Morbius Motors, a Kenyan car maker backed by Playfair Capital, has gone into voluntary liquidation after nearly a year of failed rescue efforts. Morbius has struggled to pay suppliers and salaries amid mounting business debt.
“At the general meeting held on August 5, 2024, it was resolved to wind up the company under section 393(1)(b) of the Insolvency Act and to appoint KVSK Sastry as liquidator to wind up the company,” Mobius director Nicholas Guibert said in the notice.
Kenya’s Insolvency Act 2015 states that a company can be wound up if its board of directors resolves “to wound up voluntarily by special resolution”.
Morbius, which has raised $56 million over five rounds of funding, makes low-cost SUVs to target small infrastructure, agriculture and supply chain businesses operating in remote areas that need vehicles that can handle rough roads.
Founded in 2009 by Joel Jackson, a British man working in Kenya, Morbius first developed a stripped-down SUV model “built for African roads” in 2014. The first model was priced at $10,000 (1.3 million Kenyan shillings), below the market price for a standard SUV in Kenya.
The startup built 50 units of its first model.

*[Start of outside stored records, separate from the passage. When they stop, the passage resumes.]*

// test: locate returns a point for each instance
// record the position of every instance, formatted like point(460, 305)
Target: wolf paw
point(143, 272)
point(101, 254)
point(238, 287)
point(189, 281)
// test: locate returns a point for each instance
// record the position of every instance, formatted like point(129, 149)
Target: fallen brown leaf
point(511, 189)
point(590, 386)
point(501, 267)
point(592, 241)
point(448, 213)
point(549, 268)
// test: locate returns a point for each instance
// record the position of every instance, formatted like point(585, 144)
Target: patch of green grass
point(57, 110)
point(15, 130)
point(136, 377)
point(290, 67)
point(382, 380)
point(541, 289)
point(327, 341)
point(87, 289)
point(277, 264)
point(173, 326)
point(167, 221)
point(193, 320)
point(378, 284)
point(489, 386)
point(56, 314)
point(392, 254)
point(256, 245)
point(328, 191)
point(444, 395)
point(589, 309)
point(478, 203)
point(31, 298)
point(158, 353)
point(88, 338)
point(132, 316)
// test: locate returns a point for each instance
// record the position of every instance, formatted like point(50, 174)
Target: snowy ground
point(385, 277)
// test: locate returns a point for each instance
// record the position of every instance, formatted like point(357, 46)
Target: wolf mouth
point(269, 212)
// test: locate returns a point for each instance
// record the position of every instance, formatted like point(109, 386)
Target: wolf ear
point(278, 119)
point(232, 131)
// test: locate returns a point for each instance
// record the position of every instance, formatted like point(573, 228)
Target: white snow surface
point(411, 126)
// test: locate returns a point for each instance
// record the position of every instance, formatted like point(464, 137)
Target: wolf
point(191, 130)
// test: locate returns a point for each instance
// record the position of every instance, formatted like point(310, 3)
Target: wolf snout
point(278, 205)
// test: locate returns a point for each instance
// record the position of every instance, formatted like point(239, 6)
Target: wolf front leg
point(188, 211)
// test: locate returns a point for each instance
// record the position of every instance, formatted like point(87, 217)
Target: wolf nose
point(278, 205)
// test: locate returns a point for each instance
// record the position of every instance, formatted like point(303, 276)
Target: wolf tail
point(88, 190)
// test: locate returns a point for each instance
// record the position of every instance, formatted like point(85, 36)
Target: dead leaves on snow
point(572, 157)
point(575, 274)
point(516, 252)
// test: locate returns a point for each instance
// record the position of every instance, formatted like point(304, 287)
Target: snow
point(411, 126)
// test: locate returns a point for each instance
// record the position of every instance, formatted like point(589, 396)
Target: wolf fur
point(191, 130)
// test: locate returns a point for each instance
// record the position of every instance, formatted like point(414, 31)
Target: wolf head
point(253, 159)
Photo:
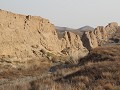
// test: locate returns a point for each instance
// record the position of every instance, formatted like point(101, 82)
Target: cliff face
point(100, 35)
point(21, 36)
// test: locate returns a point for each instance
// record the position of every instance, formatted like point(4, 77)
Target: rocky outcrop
point(21, 36)
point(111, 28)
point(100, 36)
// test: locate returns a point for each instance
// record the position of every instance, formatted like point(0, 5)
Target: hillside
point(36, 56)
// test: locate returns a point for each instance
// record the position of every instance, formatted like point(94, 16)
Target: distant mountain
point(86, 28)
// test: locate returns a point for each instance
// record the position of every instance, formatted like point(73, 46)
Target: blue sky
point(69, 13)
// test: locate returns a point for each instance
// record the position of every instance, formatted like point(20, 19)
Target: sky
point(68, 13)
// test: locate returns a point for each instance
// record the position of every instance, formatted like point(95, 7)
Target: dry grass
point(100, 70)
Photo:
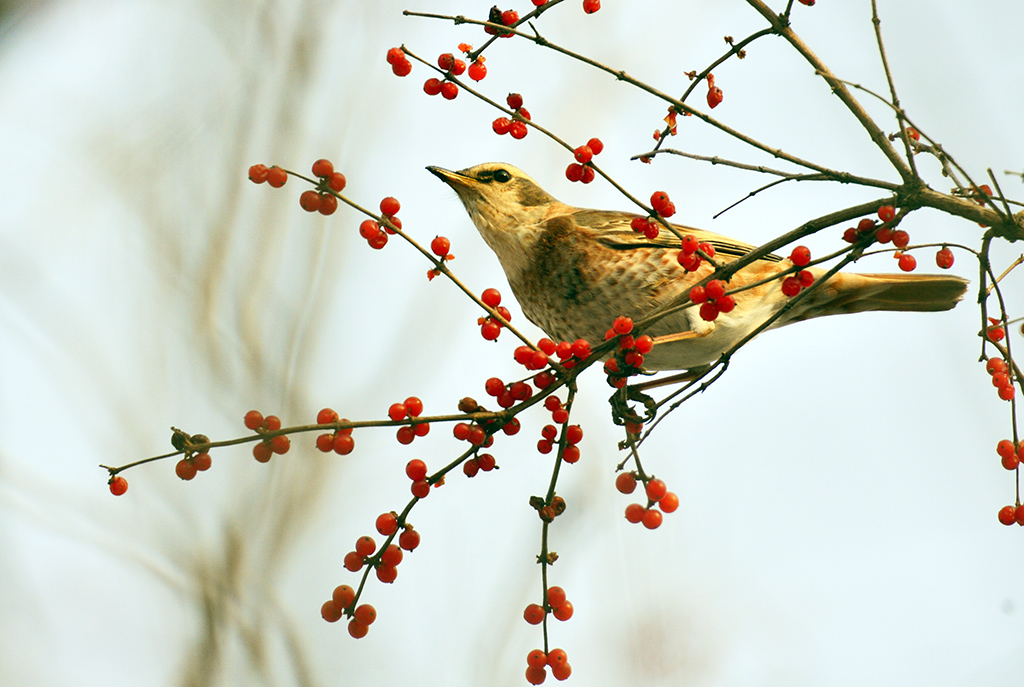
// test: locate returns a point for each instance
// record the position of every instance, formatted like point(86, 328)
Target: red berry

It followed up its first model with the Morbius II in 2018 and the Morbius III in 2021, but failed to capture Kenya’s car market, which is flooded with used imports from the UK, Japan and other Asian countries.
The company’s production is tied to pre-orders with a refundable deposit of $384 (KES50,000), which may mean market adoption of its model has been low.
Morbius began mass production in 2015 with backing from UK-based venture capital firm Playfair Capital, and is also funded by Kenya-based manufacturer Chandaria Industries, the US Government Development Corporation (DFC) and private investment firm Pan African Investments.